A more sustainable option is 'green hydrogen', where the gas is extracted from water by electrolysis, using electricity generated from sustainable sources, such as solar, wind or wave power. 'Yellow' hydrogen uses a similar principle, but the electricity is produced from nuclear power sources. While the potential benefits of being able to turn water into fuel are massive, the problem at the moment is the cost – and the old conundrum of how to produce sufficient quantities of green electricity.
"The beauty of hydrogen is as a portable store of energy," says George. In other words, it is a bit like methane or petrol, but can be produced without the greenhouse gases.
She is also excited by the work at Tyseley Energy Park in Birmingham, home to a government-backed project to produce hydrogen from ammonia. The scheme, funded with the help of a £6.7 million grant from the Department for Business, Energy and Industrial Strategy, aims to design, build, commission, and operate the world’s largest and most efficient ammonia-to-hydrogen conversion unit of its kind, supplying an existing hydrogen vehicle refuelling station.
The Hydex consortium, which includes Keele, Aston and Birmingham universities, reckons early investment in ammonia-hydrogen technology could created more than 97,000 jobs, generating £16 billion for the economy.
George says part of the solution to Britain's energy conundrum may also lie beneath the ground. Anyone who has visited Bath's hot springs will know about the vast untapped source of underground heat. And Keele University is working with Stoke-on-Trent Council on a project which will tap into hot water two miles beneath the city, bringing the energy to the surface through a system of heat exchangers.
"This natural source of heat will have a massive impact on lowering our reliance on imported gas, saving an estimated 10,000 tons of carbon dioxide every year," says George.

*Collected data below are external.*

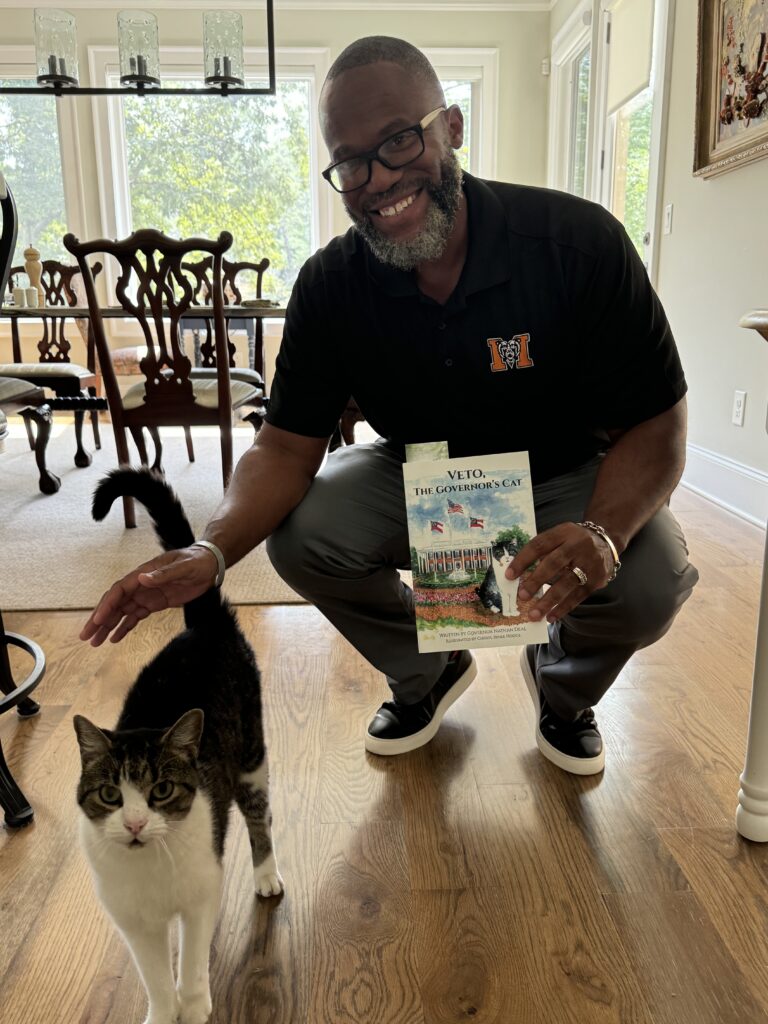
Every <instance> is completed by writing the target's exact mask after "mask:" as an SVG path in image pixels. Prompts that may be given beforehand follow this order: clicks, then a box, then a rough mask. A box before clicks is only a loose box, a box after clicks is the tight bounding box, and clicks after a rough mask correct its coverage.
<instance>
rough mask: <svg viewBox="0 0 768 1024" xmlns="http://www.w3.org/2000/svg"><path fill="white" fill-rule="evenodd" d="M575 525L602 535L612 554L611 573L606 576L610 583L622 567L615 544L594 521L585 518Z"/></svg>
mask: <svg viewBox="0 0 768 1024" xmlns="http://www.w3.org/2000/svg"><path fill="white" fill-rule="evenodd" d="M577 525H579V526H586V527H587V529H591V530H592V532H593V534H597V535H598V537H602V539H603V541H605V543H606V544H607V545H608V547H609V548H610V553H611V555H612V556H613V574H612V575H610V577H608V583H612V581H613V580H615V578H616V575H617V574H618V570H620V569H621V567H622V563H621V561H620V560H618V552H617V551H616V546H615V544H613V542H612V541H611V539H610V538H609V537H608V535H607V534H606V532H605V530H604V529H603V528H602V526H599V525H598V524H597V523H596V522H591V521H590V520H589V519H587V520H586V521H585V522H580V523H578V524H577Z"/></svg>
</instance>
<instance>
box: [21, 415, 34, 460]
mask: <svg viewBox="0 0 768 1024" xmlns="http://www.w3.org/2000/svg"><path fill="white" fill-rule="evenodd" d="M24 425H25V427H27V440H28V441H29V442H30V452H34V451H35V431H34V430H33V429H32V423H31V422H30V421H29V420H28V419H27V417H26V416H25V418H24Z"/></svg>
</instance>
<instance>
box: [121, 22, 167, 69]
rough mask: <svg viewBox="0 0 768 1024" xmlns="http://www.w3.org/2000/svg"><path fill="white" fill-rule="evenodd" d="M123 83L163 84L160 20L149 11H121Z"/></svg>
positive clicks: (121, 32) (121, 30)
mask: <svg viewBox="0 0 768 1024" xmlns="http://www.w3.org/2000/svg"><path fill="white" fill-rule="evenodd" d="M118 48H119V50H120V83H121V85H160V45H159V43H158V19H157V17H156V16H155V15H154V14H151V13H150V12H148V11H146V10H121V11H119V12H118Z"/></svg>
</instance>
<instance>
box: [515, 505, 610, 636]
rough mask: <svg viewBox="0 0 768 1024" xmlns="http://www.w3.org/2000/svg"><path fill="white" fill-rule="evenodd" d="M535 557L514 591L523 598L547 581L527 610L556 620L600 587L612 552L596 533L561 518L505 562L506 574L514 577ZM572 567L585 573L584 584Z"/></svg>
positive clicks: (523, 599)
mask: <svg viewBox="0 0 768 1024" xmlns="http://www.w3.org/2000/svg"><path fill="white" fill-rule="evenodd" d="M537 561H538V563H539V564H538V565H537V566H536V568H534V570H532V572H531V573H530V574H529V575H527V577H526V578H525V580H524V581H522V583H521V585H520V589H519V590H518V592H517V593H518V596H519V597H521V598H522V599H523V600H527V599H528V598H530V597H532V596H534V595H535V594H536V593H537V591H539V589H540V588H541V587H543V586H544V585H545V584H546V583H547V584H550V585H551V586H550V588H549V590H548V591H547V592H546V594H544V595H543V596H542V597H540V599H539V600H538V601H537V602H536V604H534V605H532V607H531V609H530V611H529V612H528V614H529V616H530V618H532V620H536V621H538V620H540V618H545V617H546V618H547V621H548V622H550V623H556V622H557V621H558V618H562V616H563V615H565V614H567V613H568V612H569V611H570V610H571V609H572V608H575V606H577V605H578V604H581V602H582V601H583V600H584V599H585V597H589V595H590V594H593V593H594V592H595V591H596V590H600V588H601V587H604V586H605V585H606V583H607V582H608V580H609V579H610V578H611V577H612V574H613V555H612V554H611V551H610V548H609V547H608V545H607V544H606V543H605V541H603V540H602V538H601V537H600V536H599V535H598V534H595V532H594V531H593V530H591V529H587V527H586V526H580V525H579V524H578V523H574V522H563V523H560V525H559V526H553V527H552V529H547V530H545V531H544V532H543V534H538V535H537V536H536V537H535V538H534V539H532V541H529V542H528V543H527V544H526V545H525V547H523V548H521V549H520V550H519V551H518V553H517V554H516V555H515V557H514V558H513V559H512V561H511V562H510V564H509V565H508V566H507V571H506V575H507V578H508V579H509V580H514V579H515V578H516V577H519V575H520V574H521V573H523V572H524V571H525V570H526V569H528V568H530V566H531V565H534V563H535V562H537ZM573 568H579V569H581V570H582V572H584V573H585V575H586V578H587V582H586V583H585V584H581V583H580V580H579V575H578V573H575V572H573V571H572V569H573Z"/></svg>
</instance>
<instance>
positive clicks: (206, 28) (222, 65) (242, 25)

"This is the equivalent of taking more than 2,000 cars off the road."
A similar principle will be employed on the site of the former Rugeley Power Station, which was demolished last year after decades of pumping greenhouse gases into the sky. It will be replaced by a 'low-carbon mixed community', deriving its energy from the nearby canals. George also says some of the former mineshafts that lie below the Black Country, Staffordshire and Shropshire could also play an important role in storing energy generated by solar and wind power.

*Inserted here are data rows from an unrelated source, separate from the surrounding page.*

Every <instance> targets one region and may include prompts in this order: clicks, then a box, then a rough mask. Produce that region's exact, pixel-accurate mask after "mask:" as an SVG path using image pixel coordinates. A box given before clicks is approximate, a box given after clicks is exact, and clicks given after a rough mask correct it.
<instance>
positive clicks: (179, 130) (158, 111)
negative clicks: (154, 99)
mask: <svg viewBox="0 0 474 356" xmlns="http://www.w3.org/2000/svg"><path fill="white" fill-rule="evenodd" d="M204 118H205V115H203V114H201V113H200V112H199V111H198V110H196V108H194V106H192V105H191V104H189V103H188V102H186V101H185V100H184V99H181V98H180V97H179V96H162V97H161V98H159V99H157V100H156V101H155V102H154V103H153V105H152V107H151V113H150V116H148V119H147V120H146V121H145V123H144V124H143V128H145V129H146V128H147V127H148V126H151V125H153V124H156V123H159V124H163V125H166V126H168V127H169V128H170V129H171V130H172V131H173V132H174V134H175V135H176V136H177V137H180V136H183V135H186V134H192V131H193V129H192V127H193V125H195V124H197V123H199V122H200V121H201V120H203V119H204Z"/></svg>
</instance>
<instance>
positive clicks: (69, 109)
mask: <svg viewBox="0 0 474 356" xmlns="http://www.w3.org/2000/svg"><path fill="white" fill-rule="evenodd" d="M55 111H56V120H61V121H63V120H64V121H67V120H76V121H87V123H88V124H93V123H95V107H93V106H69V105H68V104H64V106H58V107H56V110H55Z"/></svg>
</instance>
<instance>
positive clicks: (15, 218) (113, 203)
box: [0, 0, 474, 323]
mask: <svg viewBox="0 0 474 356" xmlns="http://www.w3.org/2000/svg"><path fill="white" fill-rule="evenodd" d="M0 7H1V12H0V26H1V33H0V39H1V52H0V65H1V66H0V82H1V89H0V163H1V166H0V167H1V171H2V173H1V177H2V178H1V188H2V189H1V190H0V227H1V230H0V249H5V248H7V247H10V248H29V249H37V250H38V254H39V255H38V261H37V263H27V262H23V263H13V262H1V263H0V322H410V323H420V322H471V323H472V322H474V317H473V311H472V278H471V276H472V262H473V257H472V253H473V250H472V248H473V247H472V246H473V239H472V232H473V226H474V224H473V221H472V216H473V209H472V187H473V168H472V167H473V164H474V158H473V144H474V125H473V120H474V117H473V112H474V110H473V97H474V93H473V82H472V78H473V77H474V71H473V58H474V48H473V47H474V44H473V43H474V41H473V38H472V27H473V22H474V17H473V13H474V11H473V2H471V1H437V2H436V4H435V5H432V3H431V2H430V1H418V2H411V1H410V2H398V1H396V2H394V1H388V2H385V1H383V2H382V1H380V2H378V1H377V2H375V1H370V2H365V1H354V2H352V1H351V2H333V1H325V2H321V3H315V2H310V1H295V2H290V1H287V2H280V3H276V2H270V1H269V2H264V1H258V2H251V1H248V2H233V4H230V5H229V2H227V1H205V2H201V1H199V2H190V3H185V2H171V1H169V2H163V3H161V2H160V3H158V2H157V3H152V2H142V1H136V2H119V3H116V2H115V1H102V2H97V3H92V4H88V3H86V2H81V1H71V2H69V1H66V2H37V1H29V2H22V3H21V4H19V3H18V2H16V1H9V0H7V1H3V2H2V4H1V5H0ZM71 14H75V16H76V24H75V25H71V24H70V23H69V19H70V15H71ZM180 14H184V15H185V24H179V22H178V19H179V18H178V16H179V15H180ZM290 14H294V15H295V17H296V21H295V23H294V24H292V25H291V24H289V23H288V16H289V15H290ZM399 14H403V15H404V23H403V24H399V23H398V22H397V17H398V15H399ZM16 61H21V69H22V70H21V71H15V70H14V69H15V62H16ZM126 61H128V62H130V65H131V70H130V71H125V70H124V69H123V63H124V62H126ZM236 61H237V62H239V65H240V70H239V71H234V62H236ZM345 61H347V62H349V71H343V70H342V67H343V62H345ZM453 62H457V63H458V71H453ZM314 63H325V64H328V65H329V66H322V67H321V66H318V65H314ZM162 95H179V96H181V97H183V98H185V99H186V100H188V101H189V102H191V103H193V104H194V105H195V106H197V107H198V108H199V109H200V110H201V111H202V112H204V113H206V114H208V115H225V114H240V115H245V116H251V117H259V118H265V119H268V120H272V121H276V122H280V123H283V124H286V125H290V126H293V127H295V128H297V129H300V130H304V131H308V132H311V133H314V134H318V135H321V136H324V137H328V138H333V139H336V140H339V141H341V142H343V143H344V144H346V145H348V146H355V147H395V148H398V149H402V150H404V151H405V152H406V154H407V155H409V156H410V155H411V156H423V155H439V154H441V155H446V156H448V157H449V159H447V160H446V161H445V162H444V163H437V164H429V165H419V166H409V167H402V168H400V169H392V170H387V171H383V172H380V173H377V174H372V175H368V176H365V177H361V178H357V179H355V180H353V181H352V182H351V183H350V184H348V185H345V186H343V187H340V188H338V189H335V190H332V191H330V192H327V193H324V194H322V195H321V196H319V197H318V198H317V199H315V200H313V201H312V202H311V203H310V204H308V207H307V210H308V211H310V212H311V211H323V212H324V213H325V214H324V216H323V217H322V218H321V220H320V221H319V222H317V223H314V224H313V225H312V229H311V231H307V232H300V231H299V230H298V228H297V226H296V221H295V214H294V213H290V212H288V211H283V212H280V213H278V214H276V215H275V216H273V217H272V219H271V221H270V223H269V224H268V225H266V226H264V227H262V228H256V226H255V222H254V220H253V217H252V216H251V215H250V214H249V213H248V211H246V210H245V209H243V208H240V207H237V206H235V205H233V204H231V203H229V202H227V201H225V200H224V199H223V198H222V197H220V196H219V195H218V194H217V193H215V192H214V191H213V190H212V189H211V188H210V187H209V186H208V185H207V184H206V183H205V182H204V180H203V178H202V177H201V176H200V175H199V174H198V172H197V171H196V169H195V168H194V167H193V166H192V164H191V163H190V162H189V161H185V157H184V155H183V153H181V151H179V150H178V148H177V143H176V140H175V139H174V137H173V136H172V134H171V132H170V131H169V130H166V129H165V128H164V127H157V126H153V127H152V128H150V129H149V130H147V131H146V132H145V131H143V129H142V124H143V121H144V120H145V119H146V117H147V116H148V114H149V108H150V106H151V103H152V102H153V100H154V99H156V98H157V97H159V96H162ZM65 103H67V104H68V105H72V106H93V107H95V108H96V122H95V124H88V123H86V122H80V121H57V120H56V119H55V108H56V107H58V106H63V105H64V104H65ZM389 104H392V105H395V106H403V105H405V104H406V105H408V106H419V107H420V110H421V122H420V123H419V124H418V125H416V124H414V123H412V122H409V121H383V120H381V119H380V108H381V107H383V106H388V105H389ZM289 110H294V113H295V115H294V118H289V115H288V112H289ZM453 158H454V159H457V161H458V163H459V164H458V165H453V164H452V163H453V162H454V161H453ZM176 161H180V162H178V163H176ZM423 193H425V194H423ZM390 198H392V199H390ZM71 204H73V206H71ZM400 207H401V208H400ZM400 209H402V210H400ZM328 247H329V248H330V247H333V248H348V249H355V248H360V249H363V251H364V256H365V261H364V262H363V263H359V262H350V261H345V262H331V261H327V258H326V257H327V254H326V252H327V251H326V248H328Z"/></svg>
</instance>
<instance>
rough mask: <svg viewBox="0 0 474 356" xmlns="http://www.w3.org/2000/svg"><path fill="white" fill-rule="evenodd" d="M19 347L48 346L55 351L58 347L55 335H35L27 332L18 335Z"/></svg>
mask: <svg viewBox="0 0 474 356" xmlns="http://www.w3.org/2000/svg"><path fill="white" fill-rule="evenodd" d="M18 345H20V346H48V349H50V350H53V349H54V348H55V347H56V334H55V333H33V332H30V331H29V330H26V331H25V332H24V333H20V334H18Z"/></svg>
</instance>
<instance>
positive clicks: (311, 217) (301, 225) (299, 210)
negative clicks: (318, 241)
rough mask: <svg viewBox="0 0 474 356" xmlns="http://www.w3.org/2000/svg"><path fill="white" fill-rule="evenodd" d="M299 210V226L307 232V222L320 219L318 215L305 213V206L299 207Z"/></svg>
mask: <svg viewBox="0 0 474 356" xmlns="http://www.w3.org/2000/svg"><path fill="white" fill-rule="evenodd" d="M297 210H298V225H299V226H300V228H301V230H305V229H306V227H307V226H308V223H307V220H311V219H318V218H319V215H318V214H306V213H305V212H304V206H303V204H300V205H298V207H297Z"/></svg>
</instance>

"The problem with solar power is that more energy is needed in the winter months, when there is less sunshine," she says,
"If we could use the energy produced in the summer to heat water and store it underground, we could then use that energy in the winter. Water can retain heat for many months if it is stored underground."
So far, so virtuous, but George also says that a greener future will also require controversial decisions, including investment in nuclear energy.
"We can't have it both ways, you can''t have a secure supply of energy if you are not prepared to make decisions that will be unpopular," she says.
"If we had invested more in nuclear energy, we certainly wouldn't be having the short-term problems we are having to deal with at the moment.
"As we are moving to renewables, we need sources such as nuclear to provide the energy during that transition."
And does that extend to fracking? George is sceptical, but doesn't entirely rule it out, acknowledging that there could be environmental benefits in producing more gas in this country.
"It is probably more efficient than transporting gas across the world, with all the leaks that might entail," she says.
"But you have to remember that shale gas is still a fossil fuel. I think it would probably be better to invest that money in other ways."